As such, I’ve been as quiet as a church mouse when it comes to buying.
Stocks I have bought have halved and then doubled in a frustrating pattern, but all in all I’m scraping about 10% since May. However this includes a big successful, but risky, punt on Lloyds and doesn’t include the vast majority of my cash sat dead on the side-lines.
Whilst the market has bounced the stocks I held, before I bailed out, have not. They are about where they stood when I got out, which suggests they are in a group best typified by the small cap market. As this isn’t the case, it would appear that my old portfolio was in fact simply a portfolio of stocks uncorrelated to the market swings linked to hedging currency and bonds.
I say this because without doubt currency and bond markets are driving all the other markets, with the EUR/USD the key currency pair against which markets are being dragged and torn. This is of course not surprising, but it does highlight the perils of equity investing in turbulent times.
Friday was a funny day and yesterday a good one. I had been watching Robert Wiseman Dairies for many any months and I had it in the portfolio I dumped before the summer crash.
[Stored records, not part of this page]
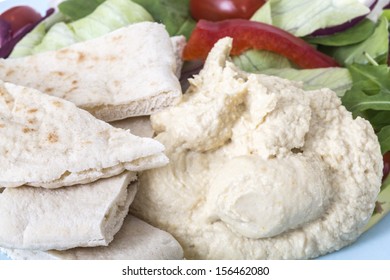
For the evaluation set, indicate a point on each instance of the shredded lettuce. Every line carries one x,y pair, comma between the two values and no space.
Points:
303,17
255,61
376,46
174,14
76,9
353,35
26,45
107,17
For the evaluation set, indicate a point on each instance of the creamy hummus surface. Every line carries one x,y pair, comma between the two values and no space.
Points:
260,168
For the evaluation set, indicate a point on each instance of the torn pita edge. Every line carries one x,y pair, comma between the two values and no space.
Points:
136,240
108,220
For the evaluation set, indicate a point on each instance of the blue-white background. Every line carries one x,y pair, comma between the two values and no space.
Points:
372,245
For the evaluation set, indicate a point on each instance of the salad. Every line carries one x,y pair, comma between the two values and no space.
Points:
343,46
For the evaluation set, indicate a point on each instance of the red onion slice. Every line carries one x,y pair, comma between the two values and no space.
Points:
7,43
342,27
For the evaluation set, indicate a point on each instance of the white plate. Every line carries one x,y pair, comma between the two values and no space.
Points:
372,245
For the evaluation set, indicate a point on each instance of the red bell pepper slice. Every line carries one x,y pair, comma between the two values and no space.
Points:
248,34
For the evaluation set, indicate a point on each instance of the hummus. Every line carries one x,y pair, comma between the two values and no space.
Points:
260,168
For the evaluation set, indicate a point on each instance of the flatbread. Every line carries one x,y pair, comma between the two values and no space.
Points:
49,142
140,126
128,72
80,216
136,240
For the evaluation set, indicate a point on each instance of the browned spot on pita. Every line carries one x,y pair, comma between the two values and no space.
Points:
9,72
32,121
49,90
27,130
81,57
112,57
71,90
57,104
52,137
59,73
31,111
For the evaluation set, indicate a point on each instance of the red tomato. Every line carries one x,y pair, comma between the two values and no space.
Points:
216,10
386,165
247,35
20,16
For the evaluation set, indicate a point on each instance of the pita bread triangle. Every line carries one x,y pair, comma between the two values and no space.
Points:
136,240
80,216
128,72
48,142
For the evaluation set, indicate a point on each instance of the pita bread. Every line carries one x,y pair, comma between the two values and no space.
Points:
80,216
49,142
140,126
136,240
178,42
128,72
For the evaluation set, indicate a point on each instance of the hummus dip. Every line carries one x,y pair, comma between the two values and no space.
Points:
260,168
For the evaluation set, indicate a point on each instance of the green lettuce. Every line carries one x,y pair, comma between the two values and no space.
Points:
26,45
376,46
254,61
107,17
353,35
303,17
174,14
77,9
336,78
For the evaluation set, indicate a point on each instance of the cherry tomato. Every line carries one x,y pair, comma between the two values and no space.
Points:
386,165
20,16
215,10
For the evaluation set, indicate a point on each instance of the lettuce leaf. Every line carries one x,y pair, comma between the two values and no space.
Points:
384,139
107,17
376,46
254,61
26,45
174,14
303,17
338,79
382,205
353,35
76,9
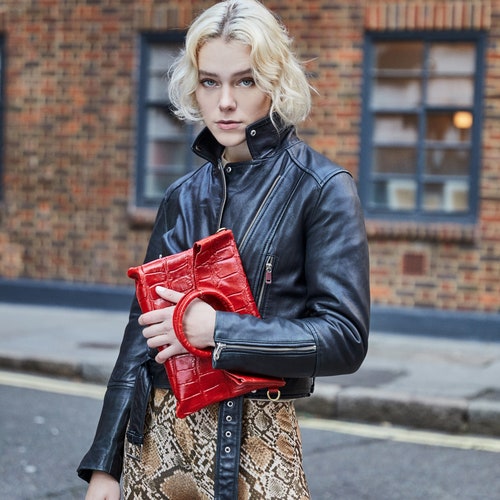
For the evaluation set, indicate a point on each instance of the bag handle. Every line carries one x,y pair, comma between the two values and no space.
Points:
211,296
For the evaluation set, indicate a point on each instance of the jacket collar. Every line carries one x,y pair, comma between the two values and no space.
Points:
262,138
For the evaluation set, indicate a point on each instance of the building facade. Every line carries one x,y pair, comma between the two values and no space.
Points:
407,100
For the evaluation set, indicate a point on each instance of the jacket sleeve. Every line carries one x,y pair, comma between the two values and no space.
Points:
106,451
331,338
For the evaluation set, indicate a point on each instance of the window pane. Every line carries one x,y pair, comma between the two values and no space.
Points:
395,160
390,129
450,196
456,58
450,91
449,128
396,93
395,194
447,161
399,56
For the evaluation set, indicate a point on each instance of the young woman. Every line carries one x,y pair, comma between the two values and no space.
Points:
298,223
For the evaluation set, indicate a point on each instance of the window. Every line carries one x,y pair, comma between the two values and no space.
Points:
164,142
421,126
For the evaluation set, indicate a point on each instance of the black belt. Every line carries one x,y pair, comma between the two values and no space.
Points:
228,428
228,449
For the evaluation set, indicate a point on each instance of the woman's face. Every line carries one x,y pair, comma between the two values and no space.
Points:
227,96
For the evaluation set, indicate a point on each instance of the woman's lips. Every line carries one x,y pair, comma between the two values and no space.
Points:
228,124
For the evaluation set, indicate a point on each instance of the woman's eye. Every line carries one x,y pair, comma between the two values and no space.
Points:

I was waiting for it to tick up before re-entering. It did on Monday morning, 7%, so I bought it and a clip of Tesco which had collapsed the day before.
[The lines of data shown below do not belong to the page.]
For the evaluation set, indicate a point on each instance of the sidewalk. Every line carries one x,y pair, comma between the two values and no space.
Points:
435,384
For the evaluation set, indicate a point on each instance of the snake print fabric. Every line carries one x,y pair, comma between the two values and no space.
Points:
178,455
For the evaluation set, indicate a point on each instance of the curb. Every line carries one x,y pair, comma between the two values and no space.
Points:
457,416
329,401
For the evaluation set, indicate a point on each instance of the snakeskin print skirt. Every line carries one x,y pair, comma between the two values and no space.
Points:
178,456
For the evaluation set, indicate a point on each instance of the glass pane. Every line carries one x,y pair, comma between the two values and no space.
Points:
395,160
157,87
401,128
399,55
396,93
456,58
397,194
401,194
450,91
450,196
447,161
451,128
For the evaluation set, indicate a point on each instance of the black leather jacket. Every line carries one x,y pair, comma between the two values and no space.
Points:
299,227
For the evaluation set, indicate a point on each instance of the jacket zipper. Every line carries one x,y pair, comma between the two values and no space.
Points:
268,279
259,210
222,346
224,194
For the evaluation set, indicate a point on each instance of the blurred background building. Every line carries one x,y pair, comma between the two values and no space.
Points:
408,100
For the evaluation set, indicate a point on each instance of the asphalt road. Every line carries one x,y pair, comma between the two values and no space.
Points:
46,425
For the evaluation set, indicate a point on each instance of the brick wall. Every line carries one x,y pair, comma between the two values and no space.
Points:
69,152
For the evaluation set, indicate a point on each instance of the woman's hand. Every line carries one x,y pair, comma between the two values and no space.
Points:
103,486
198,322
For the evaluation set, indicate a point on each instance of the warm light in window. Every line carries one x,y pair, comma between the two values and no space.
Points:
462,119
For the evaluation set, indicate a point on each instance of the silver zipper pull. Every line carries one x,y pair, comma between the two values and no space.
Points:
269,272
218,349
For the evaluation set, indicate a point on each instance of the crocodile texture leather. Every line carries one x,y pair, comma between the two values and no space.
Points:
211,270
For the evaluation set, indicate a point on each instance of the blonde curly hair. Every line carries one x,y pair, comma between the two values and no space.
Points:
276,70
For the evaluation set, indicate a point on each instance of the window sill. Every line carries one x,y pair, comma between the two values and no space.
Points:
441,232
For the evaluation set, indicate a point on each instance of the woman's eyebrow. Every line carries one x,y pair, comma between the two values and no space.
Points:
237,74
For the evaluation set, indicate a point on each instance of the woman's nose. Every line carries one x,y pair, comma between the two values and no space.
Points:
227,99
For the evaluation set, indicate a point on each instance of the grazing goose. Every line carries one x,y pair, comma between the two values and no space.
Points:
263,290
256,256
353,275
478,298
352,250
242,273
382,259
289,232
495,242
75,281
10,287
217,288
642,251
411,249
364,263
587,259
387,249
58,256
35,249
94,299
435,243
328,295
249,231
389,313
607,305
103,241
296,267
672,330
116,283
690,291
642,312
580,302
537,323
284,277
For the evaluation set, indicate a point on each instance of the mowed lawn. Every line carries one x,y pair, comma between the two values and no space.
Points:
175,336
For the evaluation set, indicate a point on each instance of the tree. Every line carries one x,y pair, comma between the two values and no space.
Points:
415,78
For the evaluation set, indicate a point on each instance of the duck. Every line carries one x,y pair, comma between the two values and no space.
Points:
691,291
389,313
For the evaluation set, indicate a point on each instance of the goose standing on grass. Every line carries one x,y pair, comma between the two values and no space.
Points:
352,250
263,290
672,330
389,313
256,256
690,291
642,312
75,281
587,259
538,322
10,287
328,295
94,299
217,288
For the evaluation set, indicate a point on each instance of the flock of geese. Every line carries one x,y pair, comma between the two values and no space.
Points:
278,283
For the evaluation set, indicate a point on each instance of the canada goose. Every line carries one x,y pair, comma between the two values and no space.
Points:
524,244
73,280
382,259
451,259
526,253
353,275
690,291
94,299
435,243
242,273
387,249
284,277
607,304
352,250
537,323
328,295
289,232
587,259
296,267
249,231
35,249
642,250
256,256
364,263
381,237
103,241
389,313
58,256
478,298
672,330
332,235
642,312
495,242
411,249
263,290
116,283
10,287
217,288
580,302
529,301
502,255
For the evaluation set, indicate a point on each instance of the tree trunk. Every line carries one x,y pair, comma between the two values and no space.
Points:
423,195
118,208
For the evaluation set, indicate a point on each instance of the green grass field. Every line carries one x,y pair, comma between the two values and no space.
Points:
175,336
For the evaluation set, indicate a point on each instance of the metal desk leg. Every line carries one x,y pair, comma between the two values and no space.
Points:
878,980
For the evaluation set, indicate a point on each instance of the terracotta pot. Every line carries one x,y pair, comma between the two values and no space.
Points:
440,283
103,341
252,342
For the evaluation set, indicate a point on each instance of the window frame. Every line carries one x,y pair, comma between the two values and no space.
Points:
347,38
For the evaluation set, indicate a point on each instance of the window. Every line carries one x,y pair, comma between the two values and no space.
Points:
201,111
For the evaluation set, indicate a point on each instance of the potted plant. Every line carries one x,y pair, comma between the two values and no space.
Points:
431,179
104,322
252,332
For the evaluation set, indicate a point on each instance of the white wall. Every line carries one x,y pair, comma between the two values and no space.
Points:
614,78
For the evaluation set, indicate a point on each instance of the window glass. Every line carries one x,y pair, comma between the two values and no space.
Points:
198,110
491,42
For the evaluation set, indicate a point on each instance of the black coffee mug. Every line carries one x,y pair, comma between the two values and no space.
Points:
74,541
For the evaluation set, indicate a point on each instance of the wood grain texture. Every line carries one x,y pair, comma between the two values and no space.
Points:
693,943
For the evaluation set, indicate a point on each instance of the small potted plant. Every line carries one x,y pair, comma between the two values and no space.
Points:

By lunch it was up 35% and a possible takeover was muted. I sold yesterday on confirmation of an agreed deal. There is nothing as sweet as pure luck. Yet without ADVFN and the ability to surf it on my iPad at Heathrow, I would have missed it.
Of course, Tesco will prove too early but old habits die hard. If it falls a lot more I will buy a third clip if it falls even further. These days I’m just putting a toe in the water when buying and sometimes it doesn’t work in my favour and sometimes it does.
However I think the water is warming up.
I predict a good 2012. How’s that for a brave prediction!